シルバーは、ディアソムニア王族を、ローズをかつては恨んでいた。しかし今ではその忌み嫌う気持ちも薄れていた。それは、マレウスの影響。
足繁くローズの元へ通い、影から支え、何かあれば駆けつけ助けてやる。そんな主人の姿をずっと見ているうちに、彼の心も変化した。
尊敬し仕えているマレウスが、そこまで想う相手。どうか、出来る事ならばローズと結ばれてくれれば良い。そう思うようになっていたのだ。
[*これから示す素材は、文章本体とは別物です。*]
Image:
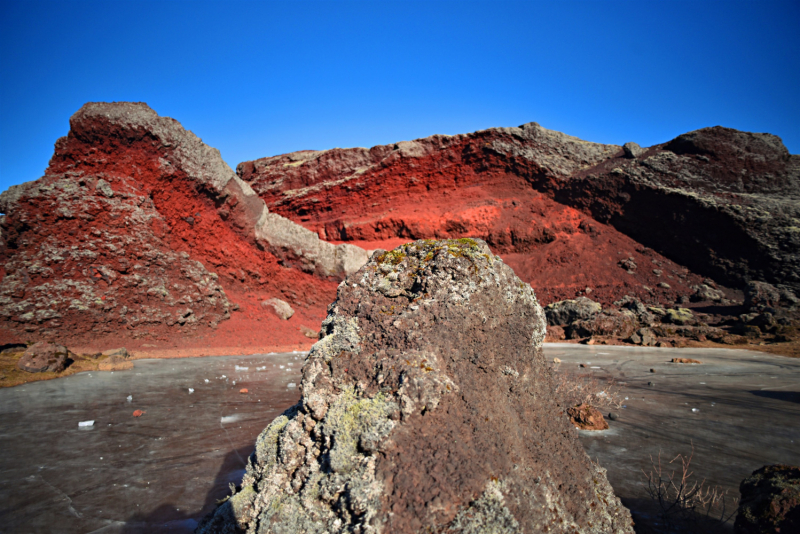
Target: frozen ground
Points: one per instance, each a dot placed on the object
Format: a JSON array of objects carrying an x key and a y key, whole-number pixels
[{"x": 164, "y": 470}]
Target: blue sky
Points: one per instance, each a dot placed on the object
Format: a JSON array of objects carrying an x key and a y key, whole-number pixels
[{"x": 256, "y": 79}]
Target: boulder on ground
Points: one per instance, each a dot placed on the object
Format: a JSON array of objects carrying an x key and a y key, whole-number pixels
[
  {"x": 565, "y": 312},
  {"x": 610, "y": 323},
  {"x": 279, "y": 307},
  {"x": 427, "y": 406},
  {"x": 632, "y": 150},
  {"x": 308, "y": 332},
  {"x": 770, "y": 501},
  {"x": 587, "y": 417},
  {"x": 121, "y": 352},
  {"x": 644, "y": 337},
  {"x": 706, "y": 293},
  {"x": 760, "y": 295},
  {"x": 43, "y": 356},
  {"x": 679, "y": 316},
  {"x": 643, "y": 315}
]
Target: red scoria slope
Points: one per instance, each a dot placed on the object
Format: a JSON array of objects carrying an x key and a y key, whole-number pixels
[
  {"x": 139, "y": 230},
  {"x": 566, "y": 214},
  {"x": 470, "y": 185}
]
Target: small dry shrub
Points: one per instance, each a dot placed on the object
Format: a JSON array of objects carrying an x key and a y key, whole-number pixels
[{"x": 686, "y": 505}]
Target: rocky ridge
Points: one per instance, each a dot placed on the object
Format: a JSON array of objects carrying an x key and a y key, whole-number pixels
[
  {"x": 426, "y": 405},
  {"x": 133, "y": 227},
  {"x": 722, "y": 203}
]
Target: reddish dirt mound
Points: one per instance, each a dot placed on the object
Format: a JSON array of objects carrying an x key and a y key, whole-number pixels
[
  {"x": 566, "y": 214},
  {"x": 587, "y": 417},
  {"x": 139, "y": 230}
]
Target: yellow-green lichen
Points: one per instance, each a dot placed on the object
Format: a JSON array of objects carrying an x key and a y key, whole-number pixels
[
  {"x": 354, "y": 422},
  {"x": 267, "y": 442}
]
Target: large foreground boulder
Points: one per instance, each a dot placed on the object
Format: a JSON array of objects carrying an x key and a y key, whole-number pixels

「…仮に、僕がローズを愛していたからといって、それがどうしたと言うんだ。彼女の運命の相手?この僕がか?馬鹿を言うな。それは ありえない。
一体誰が…自分を呪った相手を愛するというのだ」
「そ、そんなのは…分からんじゃろ?」
「いや。ローズは僕が自分を呪った相手だと知らないだけで、もしも真実を知ったならば…
きっと、僕を 突き放すに違いない」
「なんと!ローズはマレウスが自分を呪ったドラゴンだと気付いておらんのか!そうか…これはまぁ、なんと数奇な運命じゃな」
「マレウス様は、皇女に真実を話すべきだと思います」
「「!!」」
2人は、シルバーの方へ向き直り 目を見はった。
普段ならば、マレウスとリリアが話をしている最中に シルバーが割って入ってくる事はない。自分が意見をする必要はないと、いつも一歩後ろに身を引いて、話に耳を傾けているだけだ。
しかし、そんな彼が今回だけは キッパリと主張したのだった。